The Denver Post

Denver-based firm goes to work at remote military base

- By Carina Julig

A Denver-based geotechnic­al engineerin­g firm recently completed a project in a decidedly different landscape than Colorado: the middle of the Indian Ocean.

Engineers from CTL Thompson worked on a satellite communicat­ion project for the U.S. Navy on Diego Garcia, the most remote military base in the world.

Diego Garcia is an atoll — a ringshaped island formed from a coral reef — just south of the equator. It is a territory of the United Kingdom and is home to a joint U.S./ U.K. military base. Military personnel and contractor­s live on the island.

CTL worked with the Navy during the war in Afghanista­n to develop facilities at Diego Garcia. This year, the company went back to provide more geotechnic­al testing and consulting for a communicat­ions facility that is being expanded on the island, including the constructi­on of new radar antennas.
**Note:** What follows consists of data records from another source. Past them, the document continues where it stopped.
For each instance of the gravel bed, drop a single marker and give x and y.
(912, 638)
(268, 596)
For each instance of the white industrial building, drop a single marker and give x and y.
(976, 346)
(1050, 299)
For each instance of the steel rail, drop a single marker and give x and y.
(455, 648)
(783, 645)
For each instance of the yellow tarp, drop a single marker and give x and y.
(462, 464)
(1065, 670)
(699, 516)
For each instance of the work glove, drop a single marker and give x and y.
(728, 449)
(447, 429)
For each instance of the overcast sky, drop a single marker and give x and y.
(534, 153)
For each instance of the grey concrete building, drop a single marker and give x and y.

The atoll, 1,000 miles from the nearest continent, is just half a mile wide and 18 miles long. Unlike mountainou­s Colorado, its elevation is only a couple feet.

Spencer Schram, a CTL engineer who was based there for a month during the winter, joked that the trip was his “work vacation.”

“It wasn’t a bad place to be in January, for sure,” he said.

But the job came with plenty of challenges, too.

The first one was figuring out how to get a track-mounted drilling rig to such a remote location. CTL hired a company out of Sacramento, Calif., to transport the rig, which shipped out of Oakland and stopped in Singapore before finally reaching the atoll after a trip of about four months.

All of the logistics, in fact, were complicate­d. There are no gas stations on the island, and they had to rely on a contractor to provide them with fuel and water.

There was also no cellphone service for outside providers, so the company had to purchase a burner phone to communicat­e with other people on the island. Sending emails could take minutes or sometimes hours, Schram said.

The atoll’s jungle environmen­t made the technical aspects of the project challengin­g as well. CTL drilled holes in different parts of the atoll to identify possible locations to put antennas, but the soil was very soft, which made drilling difficult. The atoll was prone to rain and earthquake­s, which could cause the ground at the drilling sites to liquefy. The soil was mainly sand, and Schram said that sometimes seashells would come up from the drilling sites.

Despite the difficulti­es, Schram said it was a rewarding project.

“We truly enjoyed taking on the various challenges,” he said.